Turkish Space Systems, Integration and Test Centre Uzay Sistemleri, Entegrasyon ve Test Merkezi
- Abbreviation: USET
- Purpose: Spacecraft engineering
- Headquarters: Kazan, Ankara, Turkey
- Coordinates: 40°04′26″N 32°35′05″E﻿ / ﻿40.07385°N 32.58484°E
- Main organ: Turkish Ministry of National Defence
- Parent organization: Turkish Aerospace Industries (TAI)

= Turkish Space Systems, Integration and Test Center =

Turkish Space Systems, Integration and Test Centre (Uzay Sistemleri, Entegrasyon ve Test Merkezi) (USET) is a spacecraft production and testing facility owned by the Ministry of National Defence and operated by Turkish Aerospace Industries (TAI). It is located in Ankara, Turkey. The facility's official inauguration took place on May 21, 2015, in presence of President Recep Tayyip Erdoğan.

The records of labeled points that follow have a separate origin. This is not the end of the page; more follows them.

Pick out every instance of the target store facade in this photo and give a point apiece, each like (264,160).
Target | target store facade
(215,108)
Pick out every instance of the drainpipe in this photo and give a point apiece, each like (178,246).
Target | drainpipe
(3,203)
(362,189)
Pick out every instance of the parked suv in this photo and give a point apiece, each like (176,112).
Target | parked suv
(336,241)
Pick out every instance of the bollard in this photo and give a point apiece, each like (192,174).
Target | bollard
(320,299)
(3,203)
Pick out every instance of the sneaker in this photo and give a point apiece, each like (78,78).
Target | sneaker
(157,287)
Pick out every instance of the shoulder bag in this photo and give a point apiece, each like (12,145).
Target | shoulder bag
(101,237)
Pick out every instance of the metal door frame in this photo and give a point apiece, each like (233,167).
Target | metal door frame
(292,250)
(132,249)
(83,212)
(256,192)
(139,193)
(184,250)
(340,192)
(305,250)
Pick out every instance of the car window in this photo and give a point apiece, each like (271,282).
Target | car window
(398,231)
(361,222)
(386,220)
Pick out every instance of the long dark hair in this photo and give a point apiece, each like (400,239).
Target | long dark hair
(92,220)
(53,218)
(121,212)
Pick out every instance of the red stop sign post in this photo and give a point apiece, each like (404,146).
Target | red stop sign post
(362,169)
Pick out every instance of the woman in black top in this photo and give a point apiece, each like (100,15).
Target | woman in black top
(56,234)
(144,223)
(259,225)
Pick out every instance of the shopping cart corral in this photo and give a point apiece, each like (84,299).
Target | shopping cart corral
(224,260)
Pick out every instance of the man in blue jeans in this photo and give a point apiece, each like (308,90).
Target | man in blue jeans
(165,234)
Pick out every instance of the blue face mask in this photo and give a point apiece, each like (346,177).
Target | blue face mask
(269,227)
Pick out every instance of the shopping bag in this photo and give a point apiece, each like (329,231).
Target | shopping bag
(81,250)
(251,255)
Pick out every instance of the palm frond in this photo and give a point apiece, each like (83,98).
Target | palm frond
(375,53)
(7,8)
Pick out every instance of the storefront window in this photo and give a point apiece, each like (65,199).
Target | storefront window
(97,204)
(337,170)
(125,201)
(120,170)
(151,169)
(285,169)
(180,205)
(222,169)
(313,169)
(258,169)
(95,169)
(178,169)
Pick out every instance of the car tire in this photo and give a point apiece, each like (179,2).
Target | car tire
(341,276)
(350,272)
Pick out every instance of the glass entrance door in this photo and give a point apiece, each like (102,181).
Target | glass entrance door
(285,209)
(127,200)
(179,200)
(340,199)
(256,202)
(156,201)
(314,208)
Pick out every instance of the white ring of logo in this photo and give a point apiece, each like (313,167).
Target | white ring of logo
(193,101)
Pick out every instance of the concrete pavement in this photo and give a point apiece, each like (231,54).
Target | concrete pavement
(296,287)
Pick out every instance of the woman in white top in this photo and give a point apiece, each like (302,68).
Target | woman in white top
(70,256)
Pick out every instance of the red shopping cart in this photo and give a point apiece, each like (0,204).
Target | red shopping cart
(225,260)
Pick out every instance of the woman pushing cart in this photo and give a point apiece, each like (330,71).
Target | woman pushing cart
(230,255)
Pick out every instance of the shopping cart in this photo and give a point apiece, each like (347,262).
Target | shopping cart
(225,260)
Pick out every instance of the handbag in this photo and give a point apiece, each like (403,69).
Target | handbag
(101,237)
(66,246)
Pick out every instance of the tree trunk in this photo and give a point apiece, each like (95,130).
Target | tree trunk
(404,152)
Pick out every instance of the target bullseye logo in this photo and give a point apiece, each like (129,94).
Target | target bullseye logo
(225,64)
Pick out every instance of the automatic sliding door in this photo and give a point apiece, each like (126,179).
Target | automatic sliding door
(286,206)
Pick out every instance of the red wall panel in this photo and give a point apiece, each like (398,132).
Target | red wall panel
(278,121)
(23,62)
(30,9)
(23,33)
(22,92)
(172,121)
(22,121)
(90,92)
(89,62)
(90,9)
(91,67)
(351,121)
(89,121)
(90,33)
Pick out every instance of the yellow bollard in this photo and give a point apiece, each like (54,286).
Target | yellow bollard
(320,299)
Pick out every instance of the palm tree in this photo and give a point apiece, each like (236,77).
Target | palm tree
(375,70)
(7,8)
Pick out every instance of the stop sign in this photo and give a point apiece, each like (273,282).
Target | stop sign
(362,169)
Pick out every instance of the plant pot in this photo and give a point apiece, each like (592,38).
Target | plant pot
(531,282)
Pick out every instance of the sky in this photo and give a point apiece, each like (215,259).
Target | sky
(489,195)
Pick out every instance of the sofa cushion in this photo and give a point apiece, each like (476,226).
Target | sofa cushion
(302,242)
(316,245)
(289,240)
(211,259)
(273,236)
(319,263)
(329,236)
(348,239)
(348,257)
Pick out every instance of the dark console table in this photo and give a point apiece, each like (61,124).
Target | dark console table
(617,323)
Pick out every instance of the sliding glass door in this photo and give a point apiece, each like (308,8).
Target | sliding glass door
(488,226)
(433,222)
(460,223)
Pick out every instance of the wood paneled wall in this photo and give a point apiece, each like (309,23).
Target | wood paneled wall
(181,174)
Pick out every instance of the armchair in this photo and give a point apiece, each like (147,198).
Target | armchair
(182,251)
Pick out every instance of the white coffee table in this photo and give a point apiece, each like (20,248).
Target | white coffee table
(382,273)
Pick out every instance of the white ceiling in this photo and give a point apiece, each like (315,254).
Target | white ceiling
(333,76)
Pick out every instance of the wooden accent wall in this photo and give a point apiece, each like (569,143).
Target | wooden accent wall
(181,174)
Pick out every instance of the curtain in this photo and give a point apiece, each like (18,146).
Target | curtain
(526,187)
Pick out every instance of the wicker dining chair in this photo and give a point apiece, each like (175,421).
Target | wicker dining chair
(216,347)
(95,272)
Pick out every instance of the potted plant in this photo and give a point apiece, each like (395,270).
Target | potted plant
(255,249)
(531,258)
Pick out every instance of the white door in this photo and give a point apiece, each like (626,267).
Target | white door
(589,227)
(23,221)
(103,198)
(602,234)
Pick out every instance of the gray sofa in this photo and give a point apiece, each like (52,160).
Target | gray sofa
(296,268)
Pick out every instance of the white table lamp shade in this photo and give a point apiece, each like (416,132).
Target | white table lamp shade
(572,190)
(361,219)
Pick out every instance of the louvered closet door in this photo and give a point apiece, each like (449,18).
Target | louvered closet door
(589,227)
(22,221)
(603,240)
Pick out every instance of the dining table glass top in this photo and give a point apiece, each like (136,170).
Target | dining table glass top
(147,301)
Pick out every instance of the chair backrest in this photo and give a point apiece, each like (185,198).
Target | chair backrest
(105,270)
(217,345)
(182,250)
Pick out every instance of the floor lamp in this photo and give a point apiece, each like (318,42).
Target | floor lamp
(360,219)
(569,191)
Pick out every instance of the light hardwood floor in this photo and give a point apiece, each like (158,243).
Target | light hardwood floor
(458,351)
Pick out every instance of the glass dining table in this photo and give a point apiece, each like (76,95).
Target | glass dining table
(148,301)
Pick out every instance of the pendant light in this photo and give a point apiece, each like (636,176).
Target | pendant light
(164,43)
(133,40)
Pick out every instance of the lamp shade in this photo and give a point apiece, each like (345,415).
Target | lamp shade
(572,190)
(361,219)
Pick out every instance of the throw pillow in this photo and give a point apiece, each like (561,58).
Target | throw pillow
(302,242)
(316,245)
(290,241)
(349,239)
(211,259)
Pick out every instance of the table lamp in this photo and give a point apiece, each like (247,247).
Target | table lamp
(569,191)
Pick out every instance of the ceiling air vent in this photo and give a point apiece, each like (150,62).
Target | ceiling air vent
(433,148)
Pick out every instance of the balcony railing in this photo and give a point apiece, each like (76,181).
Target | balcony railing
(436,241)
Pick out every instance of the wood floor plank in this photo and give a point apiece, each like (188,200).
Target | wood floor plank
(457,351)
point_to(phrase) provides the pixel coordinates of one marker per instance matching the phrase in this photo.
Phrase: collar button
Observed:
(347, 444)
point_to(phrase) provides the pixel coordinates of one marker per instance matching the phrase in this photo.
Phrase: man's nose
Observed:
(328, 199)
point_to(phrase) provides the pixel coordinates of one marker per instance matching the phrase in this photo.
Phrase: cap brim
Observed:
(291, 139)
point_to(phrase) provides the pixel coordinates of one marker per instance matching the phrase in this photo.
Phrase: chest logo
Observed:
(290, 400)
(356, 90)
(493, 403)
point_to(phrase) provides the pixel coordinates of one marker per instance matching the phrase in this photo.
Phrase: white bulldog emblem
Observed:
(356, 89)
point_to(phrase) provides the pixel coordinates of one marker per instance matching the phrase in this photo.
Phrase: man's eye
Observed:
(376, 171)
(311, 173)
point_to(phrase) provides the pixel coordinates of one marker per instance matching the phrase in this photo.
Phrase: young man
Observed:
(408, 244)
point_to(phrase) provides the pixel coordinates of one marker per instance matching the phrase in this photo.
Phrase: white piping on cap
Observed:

Considered as a critical infrastructure, the centre was established within the framework of the Göktürk-1 project, which started in 2009, for the indigenous realization of satellite assembly, as well as for qualification and acceptance testing from design to launch phase. It was the product of an agreement between the Turkish Ministry of National Defence and the multinational space services company Telespazio in 2010. Situated within TAI's grounds in the Kazan district of Ankara Province, the budgeted cost of the facility is US$100 million.

USET is a technology centre, at which all satellites up to 5000 kg mass can be assembled and tested in simulated space environmental conditions related to the orbit. Two satellites can be produced and tested simultaneously. The centre serves military and civilian institutions.

Development of the Türksat series communication satellites, starting with Türksat 5A, and Göktürk series Earth observation satellites, will be carried out by Turkish engineers at this site.

At the end of November 2014, it was announced that the construction of the facility was completed, and the centre was put into operation. The centre's Class 100,000 clean rooms cover an area of around 3800 m2. It is capable of the assembly, integration and testing of several satellites of type low Earth orbit (LEO) and geosynchronous orbit (GEO) with a mass up to five tonnes simultaneously. It has a direct connection to the airbase so that a transport by land becomes needless, offering advantages of security, economy and risk management.

The centre has the following capabilities:
- thermal vacuum tests,
- EMI/EMC tests,
- compact antenna measurement range (CATR) tests,
- solar array deployment tests,
- vibration tests,
- mass properties measurement,
- acoustic tests, and
- MLI preparation.

The advanced integration and environmental tests of Göktürk-1 is the first project to be carried out in the centre. After completion, the satellite will be sent to the launch site by TUSAŞ.